The 76% number results from including newer infections among the 30K+ trial participants (trials were conducted in the US, as well as Chile and Peru). AZ also said the vaccine was 85% effective in preventing sickness among adults aged 65+, which is 5 percentage points higher than the 80% number it reported Monday.
While the revision is the latest reminder that the efficacy numbers touted by vaccine-makers are effectively meaningless, Reuters reported that the restatement of the AZ trial results will “go a long way to putting the vaccine back on track for gaining U.S. emergency use authorization.”
“The vaccine efficacy against severe disease, including death, puts the AZ vaccine in the same ballpark as the other vaccines,” said William Schaffner, an infectious disease expert from the Vanderbilt University School of Medicine, adding that he expects the shot to gain US approval.
AstraZeneca said the latest data has been presented to the independent trial oversight committee, the Data Safety Monitoring Board, and it plans to submit the analysis for peer-reviewed publication in the coming weeks.
“The primary analysis is consistent with our previously released interim analysis, and confirms that our COVID-19 vaccine is highly effective in adults,” Mene Pangalos, executive vice president of BioPharmaceuticals R&D at AstraZeneca, said in a quote included with the press release.
One top AZ executive said during an appearance on CNBC earlier this week that the company intends to apply for approval in the US during the first half of April. Europe, meanwhile, the nation of Denmark extended its suspension of the AstraZeneca jabs as local public health officials take a closer look at rare blood clots that appeared in a small handful of patients.
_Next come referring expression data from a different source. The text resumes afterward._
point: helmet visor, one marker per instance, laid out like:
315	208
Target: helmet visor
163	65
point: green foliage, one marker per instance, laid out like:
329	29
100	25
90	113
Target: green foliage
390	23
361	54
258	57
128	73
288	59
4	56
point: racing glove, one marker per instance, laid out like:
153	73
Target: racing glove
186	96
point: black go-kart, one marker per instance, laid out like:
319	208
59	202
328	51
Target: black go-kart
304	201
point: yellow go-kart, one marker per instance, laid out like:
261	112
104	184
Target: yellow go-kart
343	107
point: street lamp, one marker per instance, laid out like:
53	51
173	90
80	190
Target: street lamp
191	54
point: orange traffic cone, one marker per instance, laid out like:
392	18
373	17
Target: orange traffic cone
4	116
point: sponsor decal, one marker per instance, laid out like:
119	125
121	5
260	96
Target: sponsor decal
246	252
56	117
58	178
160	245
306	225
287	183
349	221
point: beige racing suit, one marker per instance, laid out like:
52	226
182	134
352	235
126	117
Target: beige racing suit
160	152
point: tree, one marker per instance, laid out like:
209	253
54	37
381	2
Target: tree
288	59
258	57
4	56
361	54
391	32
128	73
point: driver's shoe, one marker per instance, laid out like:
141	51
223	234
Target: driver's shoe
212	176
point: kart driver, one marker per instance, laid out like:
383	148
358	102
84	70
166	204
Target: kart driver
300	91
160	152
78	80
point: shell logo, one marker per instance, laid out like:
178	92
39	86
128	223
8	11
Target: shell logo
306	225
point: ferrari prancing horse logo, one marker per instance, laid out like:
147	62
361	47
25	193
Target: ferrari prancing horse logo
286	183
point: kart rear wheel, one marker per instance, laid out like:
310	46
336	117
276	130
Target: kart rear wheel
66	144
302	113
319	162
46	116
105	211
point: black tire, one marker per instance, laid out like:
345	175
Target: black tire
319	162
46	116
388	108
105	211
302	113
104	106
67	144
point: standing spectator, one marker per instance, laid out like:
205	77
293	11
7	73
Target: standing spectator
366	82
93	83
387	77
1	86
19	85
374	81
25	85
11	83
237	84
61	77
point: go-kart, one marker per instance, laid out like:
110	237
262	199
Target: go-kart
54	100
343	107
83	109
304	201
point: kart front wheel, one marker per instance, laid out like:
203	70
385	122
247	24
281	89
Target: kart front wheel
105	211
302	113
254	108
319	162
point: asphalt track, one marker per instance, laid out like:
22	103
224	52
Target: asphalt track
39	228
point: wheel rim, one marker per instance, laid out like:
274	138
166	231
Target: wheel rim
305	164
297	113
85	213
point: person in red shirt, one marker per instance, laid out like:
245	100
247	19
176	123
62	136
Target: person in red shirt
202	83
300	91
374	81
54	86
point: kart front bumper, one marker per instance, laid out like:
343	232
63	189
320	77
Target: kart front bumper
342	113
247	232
The clots led to notable illnesses and a death among a trio of Norwegian health-care workers, and cases have also been reported in Austria, Italy, the Netherlands and elsewhere. Canada’s health department on Wednesday became the latest western government to reiterate that it believes the vaccine is “safe” – though it also updated its label to warn about the risk of potentially deadly blood clots in patients with low blood-platelet counts.